Emilio Coveri, presidente di Exit Italia, entra più nel dettaglio: “Dopo molte richieste di persone non affette da patologie terminali e che, nonostante tutto, avevano richiesto l’attivazione della procedura di morte volontaria assistita, le associazioni svizzere che operano aiutando le persone a terminare i propri giorni dignitosamente, hanno preso in considerazione il fatto di poterle aiutare. Di tutto questo si sta ancora discutendo”.
Sempre Coveri spiega come si può attivare, allo stato attuale, la procedura eutanasica in Svizzera, ossia solo “attraverso l’invio alle strutture preposte di cartelle cliniche o dichiarazioni mediche che attestino che il paziente è affetto da una malattia grave, irreversibile, clinicamente accertata e senza più possibilità di guarigione. Senza queste premesse nessuno può essere accettato e accompagnato al suicidio assistito”. Sulla regolarità di ogni atto eutanasico vige un forte rigore. “Terminato il trattamento”, continua il presidente di Exit Italia, “il medico legale constata la regolarità della procedura. Successivamente interviene la Gendarmeria che, vista la regolarità dell’atto e la firma del medico legale, chiude il fascicolo del protocollo di morte volontaria assistita come previsto dalla legge svizzera”.

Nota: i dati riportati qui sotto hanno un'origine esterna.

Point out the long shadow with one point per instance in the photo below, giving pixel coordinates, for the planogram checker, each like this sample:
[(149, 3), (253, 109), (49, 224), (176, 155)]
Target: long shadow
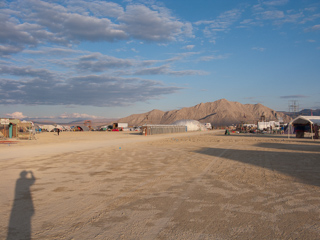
[(303, 167), (295, 147), (22, 209)]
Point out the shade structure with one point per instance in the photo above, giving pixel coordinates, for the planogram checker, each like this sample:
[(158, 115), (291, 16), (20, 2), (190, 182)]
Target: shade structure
[(192, 125)]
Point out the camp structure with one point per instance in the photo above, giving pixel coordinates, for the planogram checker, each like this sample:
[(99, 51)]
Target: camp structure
[(191, 125), (304, 124), (14, 128), (152, 129)]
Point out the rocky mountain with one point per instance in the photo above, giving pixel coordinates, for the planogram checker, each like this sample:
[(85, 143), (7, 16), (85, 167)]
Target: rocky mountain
[(219, 113)]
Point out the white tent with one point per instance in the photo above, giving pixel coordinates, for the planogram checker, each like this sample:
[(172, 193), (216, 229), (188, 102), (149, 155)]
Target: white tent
[(305, 120), (192, 125)]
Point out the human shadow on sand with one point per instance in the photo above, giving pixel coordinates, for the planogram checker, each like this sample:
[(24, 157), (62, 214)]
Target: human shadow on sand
[(304, 167), (22, 209)]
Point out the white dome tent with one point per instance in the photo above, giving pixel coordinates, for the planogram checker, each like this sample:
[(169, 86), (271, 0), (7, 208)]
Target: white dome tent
[(192, 125)]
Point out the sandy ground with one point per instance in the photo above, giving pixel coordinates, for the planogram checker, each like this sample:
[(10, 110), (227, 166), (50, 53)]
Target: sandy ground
[(99, 185)]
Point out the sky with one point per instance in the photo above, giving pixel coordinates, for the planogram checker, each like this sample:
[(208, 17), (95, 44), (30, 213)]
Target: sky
[(72, 59)]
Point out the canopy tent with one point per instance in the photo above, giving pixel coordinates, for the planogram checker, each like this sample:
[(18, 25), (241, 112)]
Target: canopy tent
[(192, 125), (304, 123), (304, 120)]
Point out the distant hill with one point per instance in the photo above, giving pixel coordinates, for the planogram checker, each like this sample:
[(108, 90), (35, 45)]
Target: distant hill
[(219, 113), (304, 112)]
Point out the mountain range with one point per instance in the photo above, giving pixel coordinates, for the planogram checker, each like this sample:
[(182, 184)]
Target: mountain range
[(219, 113)]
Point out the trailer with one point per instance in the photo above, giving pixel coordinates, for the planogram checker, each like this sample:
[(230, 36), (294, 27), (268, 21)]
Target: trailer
[(119, 125)]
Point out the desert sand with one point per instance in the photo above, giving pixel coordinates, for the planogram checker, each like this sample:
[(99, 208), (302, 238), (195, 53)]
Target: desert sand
[(202, 185)]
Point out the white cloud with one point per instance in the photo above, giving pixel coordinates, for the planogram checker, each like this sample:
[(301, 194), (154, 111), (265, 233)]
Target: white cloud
[(77, 115), (275, 14), (189, 47), (222, 23), (260, 49), (35, 22), (275, 2), (18, 115)]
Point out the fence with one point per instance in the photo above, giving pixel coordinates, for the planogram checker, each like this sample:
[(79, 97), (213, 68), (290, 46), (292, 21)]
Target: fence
[(162, 129)]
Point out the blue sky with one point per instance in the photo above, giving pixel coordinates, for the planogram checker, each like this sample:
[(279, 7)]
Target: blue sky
[(84, 59)]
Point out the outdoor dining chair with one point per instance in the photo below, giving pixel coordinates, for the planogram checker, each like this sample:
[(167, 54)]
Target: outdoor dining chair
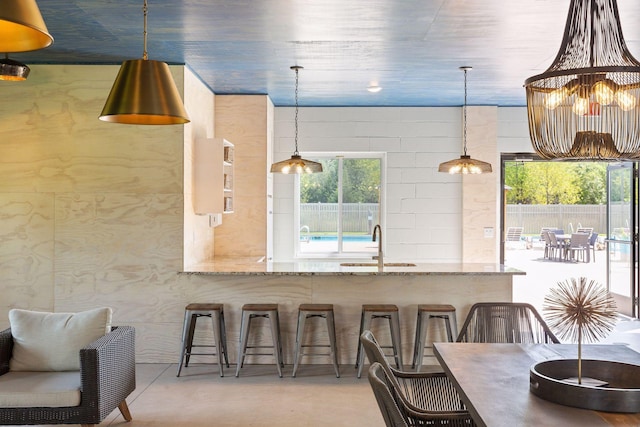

Di fronte alla falsificazione in versione “scandalistica” della realtà dei fatti, Exit Italia e l’Associazione Luca Coscioni continuano anche in Italia la battaglia per la legalizzazione dell’eutanasia. Nella proposta depositata il 13 settembre alla Camera dei Deputati (e non ancora discussa) l’obiettivo dei promotori è chiaro: coloro che si trovano con una “malattia incurabile” dalla “prognosi infausta inferiore ai 18 mesi” possono fare richiesta di trattamento eutanasico. Ogni altro aspetto è demandato al dibattito parlamentare. Ma della proposta popolare si continua a non parlare.